A method to establish co-cultures of myotubes and preadipocytes from collagenase digested neonatal pig semitendinosus muscles1

Abstract

The relationships between adipocyte and muscle cell development within muscle are important in the study of factors or agents that may improve meat quality. Neonatal porcine muscle has the potential to yield both cell types for cell culture because it contains developing adipocytes and a high number of muscle satellite cells. Therefore, we modified a conventional collagenase-based procedure to digest neonatal porcine muscle and subsequently cultured the resultant muscle stromal-vascular (SV) cells on several substrata in basal and dexamethasone (DEX)-containing media.
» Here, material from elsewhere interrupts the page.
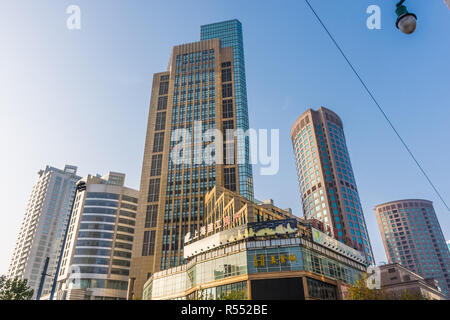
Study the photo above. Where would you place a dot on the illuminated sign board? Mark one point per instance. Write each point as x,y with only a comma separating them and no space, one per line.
255,229
335,245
Developing myotubes and preadipocytes were present in muscle SV cell cultures on laminin substrata following seeding and plating with fetal bovine serum (FBS) with or without DEX. Myotube number was much higher (P < 0.05) on laminin substrata compared with all other substrata, whereas preadipocyte number in muscle SV cell cultures was independent of substrata, as we have shown previously. This approach can be used to establish co-cultures of differentiating adipocytes and myotubes from collagenase-digested neonatal pig muscle. Because the comparison is within the same culture dish, this method allows for a direct comparison of the responses of adipogenic and myogenic cells to growth and differentiation factors. For example, DEX did not alter myogenesis (i.e., 11 +/- 3 vs. 11 +/- 4 myotubes per unit area for control and DEX-treated cultures, respectively), but it has been shown to markedly increase preadipocyte number in muscle SV cell cultures.